Po kolędzie
Data: 01.07.2020,
Kategorie:
Brutalny sex
BDSM
racjonalizacja,
tajemnica,
Autor: MrHyde
... Rozumiem, córuniu. Pan Bóg rozumie. — Teraz tkwię w niej prawie nieruchomo. Słucham. Kropidło swędzi.
— Musiałam mu pomóc.
— Jak?
— Ręką. Chciał po sodomicku, ale się nie zgodziłam, bo to grzech śmiertelny.
— Żona winna mężowi posłuszność, ale tym razem, odmawiając, dobrze zrobiłaś.
— Nie mogłam inaczej. Jakby weszła Lucynka i zobaczyła, że robię to buzią... Aż strach pomyśleć, co by sobie dziecko pomyślało.
— To prawda.
— Na szczęście nic takiego się nie stało.
Alina, kończąc opowieść, dodaje, że jej mąż nie sprawił się z aktem małżeńskim. Nie miał wystarczająco silnego wzwodu. Wyślizgnął się z pochwy. Ze złości odepchnął wystraszoną Alinę i krzyknął, że jako żona jest do niczego.
Dopełniłem posługi. Jeszcze tylko przypomnieć o tajemnicy spowiedzi świętej i możemy wracać do dzieci.
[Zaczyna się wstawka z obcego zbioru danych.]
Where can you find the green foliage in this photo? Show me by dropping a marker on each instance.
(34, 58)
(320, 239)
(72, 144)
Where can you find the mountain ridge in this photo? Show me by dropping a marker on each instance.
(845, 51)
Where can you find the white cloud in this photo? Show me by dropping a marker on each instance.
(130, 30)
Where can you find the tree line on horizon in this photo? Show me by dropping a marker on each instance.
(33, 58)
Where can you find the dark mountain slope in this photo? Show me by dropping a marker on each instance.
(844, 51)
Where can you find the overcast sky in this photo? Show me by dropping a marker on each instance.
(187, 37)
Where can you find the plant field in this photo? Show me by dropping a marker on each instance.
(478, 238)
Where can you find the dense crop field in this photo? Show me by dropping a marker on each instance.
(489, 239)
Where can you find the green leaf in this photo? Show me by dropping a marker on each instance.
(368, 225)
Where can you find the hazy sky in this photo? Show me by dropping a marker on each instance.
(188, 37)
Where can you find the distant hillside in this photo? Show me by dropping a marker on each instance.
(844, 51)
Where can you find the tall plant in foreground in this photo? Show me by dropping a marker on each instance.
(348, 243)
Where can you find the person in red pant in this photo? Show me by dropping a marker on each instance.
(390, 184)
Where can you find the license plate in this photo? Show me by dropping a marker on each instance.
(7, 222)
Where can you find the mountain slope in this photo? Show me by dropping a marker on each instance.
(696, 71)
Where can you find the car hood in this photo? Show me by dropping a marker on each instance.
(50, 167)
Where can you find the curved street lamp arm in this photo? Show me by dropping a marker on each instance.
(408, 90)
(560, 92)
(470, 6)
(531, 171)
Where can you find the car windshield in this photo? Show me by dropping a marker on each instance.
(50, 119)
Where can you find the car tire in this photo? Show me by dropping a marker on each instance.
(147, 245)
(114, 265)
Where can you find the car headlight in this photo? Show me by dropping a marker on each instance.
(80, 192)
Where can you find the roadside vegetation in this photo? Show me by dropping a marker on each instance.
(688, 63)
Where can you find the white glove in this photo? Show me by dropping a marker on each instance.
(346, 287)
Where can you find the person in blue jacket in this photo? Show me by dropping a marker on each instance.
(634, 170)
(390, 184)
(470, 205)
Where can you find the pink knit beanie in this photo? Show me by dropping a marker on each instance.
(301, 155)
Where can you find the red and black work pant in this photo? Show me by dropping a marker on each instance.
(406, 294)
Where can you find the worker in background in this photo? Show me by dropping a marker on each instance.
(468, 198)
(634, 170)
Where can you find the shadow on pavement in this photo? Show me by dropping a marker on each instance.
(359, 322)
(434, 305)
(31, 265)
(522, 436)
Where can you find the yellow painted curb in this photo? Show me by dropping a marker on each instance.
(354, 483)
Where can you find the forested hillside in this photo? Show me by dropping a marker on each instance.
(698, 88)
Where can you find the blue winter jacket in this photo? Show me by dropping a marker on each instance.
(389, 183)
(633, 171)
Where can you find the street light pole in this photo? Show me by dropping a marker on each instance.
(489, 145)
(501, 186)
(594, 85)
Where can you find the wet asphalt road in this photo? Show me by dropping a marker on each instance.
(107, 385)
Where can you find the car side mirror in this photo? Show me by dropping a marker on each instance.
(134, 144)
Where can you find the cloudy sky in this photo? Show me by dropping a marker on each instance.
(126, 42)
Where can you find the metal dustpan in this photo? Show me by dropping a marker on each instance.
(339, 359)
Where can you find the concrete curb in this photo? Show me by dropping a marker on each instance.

Wszyscy razem robimy znak krzyża. Lucynka blada jak ściana, ale w niepomiętej koszuli. Alina szczęśliwa. Karol przestępując z nogi na nogę. Grzegorz nieobecny. Kropię ściany. Dziękuję za przyjęcie. Przypominam o obowiązku spowiedzi w okresie wielkanocnym.
— Karolu, myślałeś może o tym, żeby służyć do mszy? — pytam najmłodszego członka rodziny.
— Służę — odpowiada chłopiec skonsternowany. — I chodzę na kółko sobotnie z księdzem Jakubem.
— ...
... Ach, rzeczywiście. Dopiero teraz skojarzyłem. Starość nie radość, ślepota i niedołężność.
— Co też ksiądz mówi, księże proboszczu? — protestuje Alina, płoniąc się jak nastolatka.
Również Lucyna skromnie chichocze.
— Wiem, co mówię, moje dzieci. Na szczęście z pomocą Opatrzności, jeszcze sobie jakoś daję rady. Wspaniale mi się z wami obcuje i chętnie bym został dłużej...
— Zapraszamy w każdej chwili — przerywa mi Alina.
Kto wie? Może kiedyś skorzystać z zaproszenia?
— Bóg zapłać! — Składam ręce jak do modlitwy. — Przekażmy sobie znak pokoju.
Przytulam każdego po kolei. Lucynkę szczególnie mocno. Chcę jeszcze raz poczuć jej młode, krzepkie piersi. Młodość daje energię.
W aucie otwieram kopertę. Dwieście pięćdziesiąt złotych. Wdowi grosz, by się rzekło. Zostawiam pięćdziesiąt i tyle też wpisuję do kajetu. Różnicę przeznaczę na cele operacyjne.
Żeby nie zapomnieć, uzupełniam czerwone kropki. Alina dostaje jedną i Lucyna dostaje też jedną, swoją pierwszą. Notuję nazwisko Bracki. Ciekawe co to za gagatek.
W kalendarzu mam wpisane na dziś jeszcze dwie wizyty. Numer osiem i numer pięć po przeciwnej stronie ulicy. Starzy emeryci. Ciekawa niewiasta trafi się dopiero pojutrze. W kolonii Przesieki. Dom numer jeden.